Why Juries are Important

Rachel Lucas talks about an English woman who was prosecuted for assault because she dealt with some hooligans who had been vandalizing a war memorial.  In the United States, I doubt, given the circumstances in the UK in regards to crime, you could find a jury who would be willing to convict this woman of anything.  This is why juries are important to any proper system of justice.

Many people may be technically guilty of a crime, but the rule of law itself is undermined if it’s applications don’t reflect the attitudes and values of the community it’s supposed to be protecting.

5 thoughts on “Why Juries are Important”

  1. Don’t they have jury nullification in jolly olde england? Small “e” intended, as they have become a very small “e”, and are we going to have to go over and save them just from themselves this time?

  2. It’s incredible to me that some of the people over at Rachel’s place are actually defending the prosecution of the pensioner on, “Keep your hands off my kids!” grounds.

    Sorry, folks, but if both you and the police fail to control your kids, then the rest of society has the moral right to do it for you. If that means cuffing around Mommy’s Dearest to prevent him from destroying property, so be it.

  3. Juries in England and Wales work pretty much the same way they do here, except for, in some cases, being able to convict someone with a non-unanimous vote of 10-2.

    In Scotland, juries operate by simple majorities, but if you can get a majority of your jurors to agree with you, you can nullify.

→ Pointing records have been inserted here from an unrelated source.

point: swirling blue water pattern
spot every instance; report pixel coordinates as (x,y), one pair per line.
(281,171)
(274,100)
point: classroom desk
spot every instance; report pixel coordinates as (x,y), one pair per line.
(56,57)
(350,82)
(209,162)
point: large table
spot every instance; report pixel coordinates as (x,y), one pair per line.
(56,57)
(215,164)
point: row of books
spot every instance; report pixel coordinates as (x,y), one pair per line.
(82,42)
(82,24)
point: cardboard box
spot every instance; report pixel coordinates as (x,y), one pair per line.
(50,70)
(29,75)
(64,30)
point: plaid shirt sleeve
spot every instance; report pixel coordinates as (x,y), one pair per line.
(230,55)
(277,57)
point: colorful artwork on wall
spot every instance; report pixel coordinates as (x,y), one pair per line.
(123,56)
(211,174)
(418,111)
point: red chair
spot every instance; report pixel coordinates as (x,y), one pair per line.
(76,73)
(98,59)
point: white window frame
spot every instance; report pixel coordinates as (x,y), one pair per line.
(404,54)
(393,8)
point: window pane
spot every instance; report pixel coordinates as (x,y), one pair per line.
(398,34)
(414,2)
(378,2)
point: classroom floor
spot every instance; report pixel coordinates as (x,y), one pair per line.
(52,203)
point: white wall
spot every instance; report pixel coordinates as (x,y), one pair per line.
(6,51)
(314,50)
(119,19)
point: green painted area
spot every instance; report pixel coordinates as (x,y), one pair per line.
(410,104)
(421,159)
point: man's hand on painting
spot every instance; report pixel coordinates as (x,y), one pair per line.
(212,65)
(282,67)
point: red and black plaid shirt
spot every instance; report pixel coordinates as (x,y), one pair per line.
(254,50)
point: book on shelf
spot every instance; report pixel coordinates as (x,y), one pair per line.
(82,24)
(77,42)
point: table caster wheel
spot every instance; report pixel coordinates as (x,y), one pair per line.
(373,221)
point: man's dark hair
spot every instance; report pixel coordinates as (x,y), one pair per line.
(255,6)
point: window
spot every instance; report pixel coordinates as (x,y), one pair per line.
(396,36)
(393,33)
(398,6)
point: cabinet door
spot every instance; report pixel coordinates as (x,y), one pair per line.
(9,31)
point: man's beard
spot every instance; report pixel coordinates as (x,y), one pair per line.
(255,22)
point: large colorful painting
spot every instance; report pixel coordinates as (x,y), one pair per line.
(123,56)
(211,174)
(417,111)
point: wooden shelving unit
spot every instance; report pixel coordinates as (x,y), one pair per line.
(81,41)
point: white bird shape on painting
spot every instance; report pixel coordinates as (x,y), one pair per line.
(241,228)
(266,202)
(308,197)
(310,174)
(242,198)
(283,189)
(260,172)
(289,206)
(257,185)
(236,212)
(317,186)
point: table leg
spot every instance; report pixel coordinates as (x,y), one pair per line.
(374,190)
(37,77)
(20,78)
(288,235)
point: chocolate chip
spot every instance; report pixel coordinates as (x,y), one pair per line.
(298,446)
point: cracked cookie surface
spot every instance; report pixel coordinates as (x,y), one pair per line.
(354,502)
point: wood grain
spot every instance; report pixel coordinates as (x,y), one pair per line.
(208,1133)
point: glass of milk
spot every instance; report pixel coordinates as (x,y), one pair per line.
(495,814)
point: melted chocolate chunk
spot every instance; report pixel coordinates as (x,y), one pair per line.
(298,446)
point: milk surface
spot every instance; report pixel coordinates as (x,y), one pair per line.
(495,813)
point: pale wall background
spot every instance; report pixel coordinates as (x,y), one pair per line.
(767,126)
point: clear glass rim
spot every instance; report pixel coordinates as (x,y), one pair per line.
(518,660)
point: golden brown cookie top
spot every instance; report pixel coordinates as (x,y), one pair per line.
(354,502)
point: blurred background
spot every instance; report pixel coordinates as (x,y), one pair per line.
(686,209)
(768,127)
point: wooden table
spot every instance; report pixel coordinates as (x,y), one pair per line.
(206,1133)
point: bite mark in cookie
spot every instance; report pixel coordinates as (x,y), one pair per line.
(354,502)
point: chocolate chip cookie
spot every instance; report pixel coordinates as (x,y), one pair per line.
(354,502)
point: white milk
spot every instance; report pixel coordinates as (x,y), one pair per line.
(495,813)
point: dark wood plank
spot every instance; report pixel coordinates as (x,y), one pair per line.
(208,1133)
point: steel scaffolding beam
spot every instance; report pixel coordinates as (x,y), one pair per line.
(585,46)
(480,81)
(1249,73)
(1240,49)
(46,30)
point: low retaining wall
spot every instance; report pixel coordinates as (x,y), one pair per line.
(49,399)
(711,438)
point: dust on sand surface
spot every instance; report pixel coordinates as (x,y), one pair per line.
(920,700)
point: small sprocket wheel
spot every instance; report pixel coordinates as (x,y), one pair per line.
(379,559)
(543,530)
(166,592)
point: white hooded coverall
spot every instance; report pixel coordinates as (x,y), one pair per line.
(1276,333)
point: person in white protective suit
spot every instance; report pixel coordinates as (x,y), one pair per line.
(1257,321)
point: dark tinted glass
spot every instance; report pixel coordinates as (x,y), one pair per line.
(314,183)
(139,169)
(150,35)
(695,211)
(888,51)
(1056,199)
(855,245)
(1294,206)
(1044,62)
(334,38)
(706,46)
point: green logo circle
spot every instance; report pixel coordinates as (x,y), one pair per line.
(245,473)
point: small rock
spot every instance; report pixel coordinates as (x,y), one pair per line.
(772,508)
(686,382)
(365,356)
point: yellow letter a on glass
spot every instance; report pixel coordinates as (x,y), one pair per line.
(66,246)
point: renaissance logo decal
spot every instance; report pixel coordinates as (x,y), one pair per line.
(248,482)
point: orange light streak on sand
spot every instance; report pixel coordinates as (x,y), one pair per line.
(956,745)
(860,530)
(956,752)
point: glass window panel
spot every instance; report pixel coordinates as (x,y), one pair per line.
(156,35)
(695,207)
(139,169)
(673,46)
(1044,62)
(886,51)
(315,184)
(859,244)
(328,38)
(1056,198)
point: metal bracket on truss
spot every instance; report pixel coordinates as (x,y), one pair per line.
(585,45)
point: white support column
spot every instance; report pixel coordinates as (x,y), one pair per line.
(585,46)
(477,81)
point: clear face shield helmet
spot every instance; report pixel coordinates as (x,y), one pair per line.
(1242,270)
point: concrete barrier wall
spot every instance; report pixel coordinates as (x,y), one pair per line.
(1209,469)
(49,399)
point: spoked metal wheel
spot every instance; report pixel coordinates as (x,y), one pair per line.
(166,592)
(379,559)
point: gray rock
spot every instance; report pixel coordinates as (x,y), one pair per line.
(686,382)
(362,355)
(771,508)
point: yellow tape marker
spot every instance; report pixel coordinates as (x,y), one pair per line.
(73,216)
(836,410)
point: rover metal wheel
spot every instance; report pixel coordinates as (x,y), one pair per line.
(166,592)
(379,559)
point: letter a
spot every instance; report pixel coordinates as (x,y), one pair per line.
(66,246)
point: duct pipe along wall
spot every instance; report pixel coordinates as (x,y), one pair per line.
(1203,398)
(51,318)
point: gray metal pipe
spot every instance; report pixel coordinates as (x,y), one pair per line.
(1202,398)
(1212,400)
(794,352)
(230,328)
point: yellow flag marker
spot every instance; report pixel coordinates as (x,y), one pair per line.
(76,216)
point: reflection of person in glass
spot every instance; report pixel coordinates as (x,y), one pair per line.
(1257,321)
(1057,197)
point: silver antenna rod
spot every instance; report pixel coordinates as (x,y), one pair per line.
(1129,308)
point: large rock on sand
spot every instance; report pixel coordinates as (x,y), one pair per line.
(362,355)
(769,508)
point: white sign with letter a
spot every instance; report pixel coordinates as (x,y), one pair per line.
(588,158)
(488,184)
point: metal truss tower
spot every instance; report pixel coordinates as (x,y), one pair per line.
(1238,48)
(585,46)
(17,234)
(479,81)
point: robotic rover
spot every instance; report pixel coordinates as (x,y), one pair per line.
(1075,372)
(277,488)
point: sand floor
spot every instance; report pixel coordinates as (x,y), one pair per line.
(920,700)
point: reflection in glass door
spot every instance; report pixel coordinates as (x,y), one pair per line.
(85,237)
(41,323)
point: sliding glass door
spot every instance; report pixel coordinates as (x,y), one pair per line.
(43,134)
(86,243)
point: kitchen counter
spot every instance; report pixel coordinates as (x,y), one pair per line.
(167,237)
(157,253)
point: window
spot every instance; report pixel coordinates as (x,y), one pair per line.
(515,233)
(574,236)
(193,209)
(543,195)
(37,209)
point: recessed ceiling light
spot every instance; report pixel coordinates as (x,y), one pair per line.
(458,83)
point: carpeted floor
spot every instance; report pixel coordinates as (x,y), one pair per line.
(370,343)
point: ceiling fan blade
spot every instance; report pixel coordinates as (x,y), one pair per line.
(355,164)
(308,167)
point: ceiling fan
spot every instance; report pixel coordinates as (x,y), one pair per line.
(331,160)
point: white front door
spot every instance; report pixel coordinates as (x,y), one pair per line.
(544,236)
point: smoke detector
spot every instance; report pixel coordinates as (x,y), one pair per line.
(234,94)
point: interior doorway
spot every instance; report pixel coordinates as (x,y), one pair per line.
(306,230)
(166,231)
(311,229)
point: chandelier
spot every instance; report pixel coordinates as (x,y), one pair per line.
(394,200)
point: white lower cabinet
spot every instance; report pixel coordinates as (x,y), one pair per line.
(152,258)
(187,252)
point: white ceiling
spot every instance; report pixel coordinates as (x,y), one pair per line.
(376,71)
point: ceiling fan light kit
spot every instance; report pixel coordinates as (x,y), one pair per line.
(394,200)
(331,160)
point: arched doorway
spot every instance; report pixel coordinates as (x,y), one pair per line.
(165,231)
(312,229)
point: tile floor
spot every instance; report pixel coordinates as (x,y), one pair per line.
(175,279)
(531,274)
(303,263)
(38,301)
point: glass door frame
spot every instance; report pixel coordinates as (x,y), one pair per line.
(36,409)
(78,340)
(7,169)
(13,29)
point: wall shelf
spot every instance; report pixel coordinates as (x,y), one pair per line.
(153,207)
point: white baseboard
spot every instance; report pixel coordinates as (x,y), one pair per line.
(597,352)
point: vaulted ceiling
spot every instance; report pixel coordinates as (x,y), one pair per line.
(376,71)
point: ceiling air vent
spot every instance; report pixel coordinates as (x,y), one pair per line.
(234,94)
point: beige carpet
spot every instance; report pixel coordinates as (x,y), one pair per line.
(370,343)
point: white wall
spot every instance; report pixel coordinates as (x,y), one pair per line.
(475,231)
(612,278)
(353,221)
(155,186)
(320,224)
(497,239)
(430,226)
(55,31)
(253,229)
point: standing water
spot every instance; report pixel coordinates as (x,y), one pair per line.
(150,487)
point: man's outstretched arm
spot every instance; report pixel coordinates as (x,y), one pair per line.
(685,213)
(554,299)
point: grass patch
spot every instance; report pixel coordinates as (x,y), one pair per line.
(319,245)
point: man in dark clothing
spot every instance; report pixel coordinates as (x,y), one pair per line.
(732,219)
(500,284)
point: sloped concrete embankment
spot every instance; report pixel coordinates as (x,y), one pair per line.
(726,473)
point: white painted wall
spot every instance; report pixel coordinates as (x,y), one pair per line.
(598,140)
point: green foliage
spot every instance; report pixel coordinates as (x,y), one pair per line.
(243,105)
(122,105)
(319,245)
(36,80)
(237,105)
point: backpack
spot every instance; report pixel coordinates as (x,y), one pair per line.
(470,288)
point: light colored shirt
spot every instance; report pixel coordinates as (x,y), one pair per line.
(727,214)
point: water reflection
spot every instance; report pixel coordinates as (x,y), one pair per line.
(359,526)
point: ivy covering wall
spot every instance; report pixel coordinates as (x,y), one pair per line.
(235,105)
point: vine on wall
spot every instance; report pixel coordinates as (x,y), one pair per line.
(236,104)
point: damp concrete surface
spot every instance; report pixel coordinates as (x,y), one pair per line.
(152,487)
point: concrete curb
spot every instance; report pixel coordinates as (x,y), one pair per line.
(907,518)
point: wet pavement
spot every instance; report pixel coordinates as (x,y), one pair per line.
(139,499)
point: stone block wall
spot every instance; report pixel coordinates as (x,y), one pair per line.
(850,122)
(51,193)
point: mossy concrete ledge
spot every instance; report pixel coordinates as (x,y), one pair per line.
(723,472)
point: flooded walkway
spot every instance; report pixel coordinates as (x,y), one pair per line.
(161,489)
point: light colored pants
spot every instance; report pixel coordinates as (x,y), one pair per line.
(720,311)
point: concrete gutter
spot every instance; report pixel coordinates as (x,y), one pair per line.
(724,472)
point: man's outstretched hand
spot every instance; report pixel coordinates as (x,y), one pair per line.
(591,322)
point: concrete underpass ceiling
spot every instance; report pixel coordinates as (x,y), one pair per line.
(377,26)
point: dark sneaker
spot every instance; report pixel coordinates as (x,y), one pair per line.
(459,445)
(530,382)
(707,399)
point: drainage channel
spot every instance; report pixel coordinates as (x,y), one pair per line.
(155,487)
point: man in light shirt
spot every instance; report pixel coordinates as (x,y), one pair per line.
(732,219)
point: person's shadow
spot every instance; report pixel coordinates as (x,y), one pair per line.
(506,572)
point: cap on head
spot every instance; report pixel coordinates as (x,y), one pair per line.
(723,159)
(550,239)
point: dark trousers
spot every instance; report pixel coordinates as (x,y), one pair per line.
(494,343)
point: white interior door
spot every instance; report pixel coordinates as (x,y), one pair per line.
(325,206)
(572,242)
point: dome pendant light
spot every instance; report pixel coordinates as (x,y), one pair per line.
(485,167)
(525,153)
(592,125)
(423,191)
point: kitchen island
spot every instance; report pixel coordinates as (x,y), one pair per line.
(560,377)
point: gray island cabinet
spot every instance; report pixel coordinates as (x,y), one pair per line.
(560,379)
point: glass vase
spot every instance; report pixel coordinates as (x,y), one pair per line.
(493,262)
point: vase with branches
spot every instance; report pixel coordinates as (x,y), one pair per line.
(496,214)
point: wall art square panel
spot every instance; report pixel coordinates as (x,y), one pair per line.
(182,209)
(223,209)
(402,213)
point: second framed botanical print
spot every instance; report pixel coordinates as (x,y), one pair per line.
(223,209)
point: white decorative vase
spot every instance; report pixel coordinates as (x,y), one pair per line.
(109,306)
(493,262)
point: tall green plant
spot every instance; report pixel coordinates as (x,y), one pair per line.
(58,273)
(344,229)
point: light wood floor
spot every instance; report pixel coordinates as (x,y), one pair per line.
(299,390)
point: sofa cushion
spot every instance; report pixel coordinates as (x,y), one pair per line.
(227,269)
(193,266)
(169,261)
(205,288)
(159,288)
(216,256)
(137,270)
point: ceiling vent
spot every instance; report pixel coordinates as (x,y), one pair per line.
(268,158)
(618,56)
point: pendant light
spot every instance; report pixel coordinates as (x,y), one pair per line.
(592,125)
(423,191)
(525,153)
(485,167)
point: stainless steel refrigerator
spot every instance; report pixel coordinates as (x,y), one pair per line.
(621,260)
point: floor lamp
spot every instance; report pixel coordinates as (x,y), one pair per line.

    Jury nullification doesn’t really exist anywhere explicitly. It’s implicit in how juries operate. Their word is final on matters of guilt and innocence.

  4. BC,

    I actually agree she lost her shit, but put me on a jury and I’m not convicting her of squat. If she had beat the kid to a bloody pulp, that would have been one thing, but meting out some corporal punishment that results in no enduring harm…. yeah, it might be technically illegal, but not inappropriate under the circumstances.